Eski Altay efsanelerine bir göz attığımız zaman da, böyle Buz dağlarını Türk Mitolojisi içinde görebiliyoruz. Altay Türklerine göre, Kuzeyden esen soğuk ve buzlu rüzgârlarının geldikleri bir dağ vardı. Altay Türkleri, soğuk kuzey rüzgârlarının, “Muz-Tak“adlı buzlarla kaplı bir “Buz-Dağı” ndan geldiğine inanıyorlardı. Bu Buz Dağı dünyanın kuzeyini baştan başa kaplamıştı.

Buz dağının üzerinde de, yine “Buz” adı ile adlandırılan, büyük devler yaşıyorlardı. İlk bakışta, Altay efsanelerindeki Buz Dağı motifleri, Himalaya dağları ile kar adamları efsaneleri hatırlatır gibi idiler.

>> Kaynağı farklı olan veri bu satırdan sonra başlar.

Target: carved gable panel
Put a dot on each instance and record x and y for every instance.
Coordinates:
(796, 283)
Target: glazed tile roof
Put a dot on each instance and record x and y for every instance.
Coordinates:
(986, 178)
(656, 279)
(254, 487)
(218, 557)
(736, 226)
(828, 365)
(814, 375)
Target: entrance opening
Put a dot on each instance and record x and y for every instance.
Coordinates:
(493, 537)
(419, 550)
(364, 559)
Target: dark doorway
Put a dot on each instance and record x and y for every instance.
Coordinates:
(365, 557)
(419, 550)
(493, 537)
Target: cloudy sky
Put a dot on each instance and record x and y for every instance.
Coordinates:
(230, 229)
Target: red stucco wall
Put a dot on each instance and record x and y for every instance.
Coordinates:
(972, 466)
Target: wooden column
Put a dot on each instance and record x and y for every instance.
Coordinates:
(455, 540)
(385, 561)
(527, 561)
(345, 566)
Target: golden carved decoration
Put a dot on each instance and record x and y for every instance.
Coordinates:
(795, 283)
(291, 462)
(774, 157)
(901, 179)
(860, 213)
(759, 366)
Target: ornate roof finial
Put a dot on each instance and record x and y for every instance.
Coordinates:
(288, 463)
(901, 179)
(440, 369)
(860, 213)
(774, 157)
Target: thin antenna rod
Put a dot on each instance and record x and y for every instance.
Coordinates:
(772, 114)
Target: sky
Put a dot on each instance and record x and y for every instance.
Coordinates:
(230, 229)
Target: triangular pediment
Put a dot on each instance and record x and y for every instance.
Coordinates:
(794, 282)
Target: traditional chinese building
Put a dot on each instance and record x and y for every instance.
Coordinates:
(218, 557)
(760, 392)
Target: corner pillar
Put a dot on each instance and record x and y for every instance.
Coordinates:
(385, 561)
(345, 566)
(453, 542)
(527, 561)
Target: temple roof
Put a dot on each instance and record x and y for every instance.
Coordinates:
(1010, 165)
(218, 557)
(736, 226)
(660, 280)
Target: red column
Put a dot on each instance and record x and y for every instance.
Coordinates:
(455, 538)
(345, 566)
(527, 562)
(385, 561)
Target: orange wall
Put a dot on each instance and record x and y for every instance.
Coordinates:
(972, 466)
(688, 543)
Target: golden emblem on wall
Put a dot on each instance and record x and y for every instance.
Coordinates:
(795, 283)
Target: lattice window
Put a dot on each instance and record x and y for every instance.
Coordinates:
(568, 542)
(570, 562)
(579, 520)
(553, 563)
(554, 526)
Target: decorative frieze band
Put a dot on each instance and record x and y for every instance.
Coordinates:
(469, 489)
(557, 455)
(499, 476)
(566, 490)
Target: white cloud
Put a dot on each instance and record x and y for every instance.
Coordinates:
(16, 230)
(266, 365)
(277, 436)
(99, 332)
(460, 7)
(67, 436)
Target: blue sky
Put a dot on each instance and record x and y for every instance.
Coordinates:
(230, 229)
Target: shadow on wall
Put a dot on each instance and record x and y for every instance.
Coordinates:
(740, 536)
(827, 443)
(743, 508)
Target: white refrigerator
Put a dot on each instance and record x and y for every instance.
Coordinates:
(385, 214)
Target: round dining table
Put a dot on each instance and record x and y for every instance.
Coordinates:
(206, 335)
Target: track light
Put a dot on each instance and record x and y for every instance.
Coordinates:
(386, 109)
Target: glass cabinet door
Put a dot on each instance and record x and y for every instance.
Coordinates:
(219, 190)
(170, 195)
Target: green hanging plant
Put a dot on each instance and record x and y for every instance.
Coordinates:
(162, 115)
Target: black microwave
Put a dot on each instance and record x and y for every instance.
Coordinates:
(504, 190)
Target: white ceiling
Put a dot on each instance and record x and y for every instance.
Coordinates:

Ama Türk Mitolojisindeki Buz Dağları herhalde yerli olarak, Türklerin zihinlerinden doğmuş ve nihayet insan düşüncesinin, bir gereği gibi oluşmuş ve gelişmiş olmalıydılar. Bunları söylemekle, Oğuz-Kağan destanındaki, “Buz-Dağ” ın Altay efsanelerindeki Buz-Dağı ile aynı olduğunu ifade etmek istemiyoruz. Gerçi daha sonraki “Boz-Ok” Oğuzlarının yurtlarında da, “Buz-Dağ” adını taşıyan bazı dağlar vardı. Ama mitoloji incelemeleri yapan bir kimsenin, diğer efsaneleri de gözönünde tutarak, karşılaştırmalar yapması, zorunlu görünmelidir.
Eski Oğuz yurdunda da Buz-Dağları olabilirdi. Fakat bu dağlar, ne de olsa insanların zihinlerinde, efsaneleşmiş ve gerçek mahiyetlerini kaybetmişlerdi.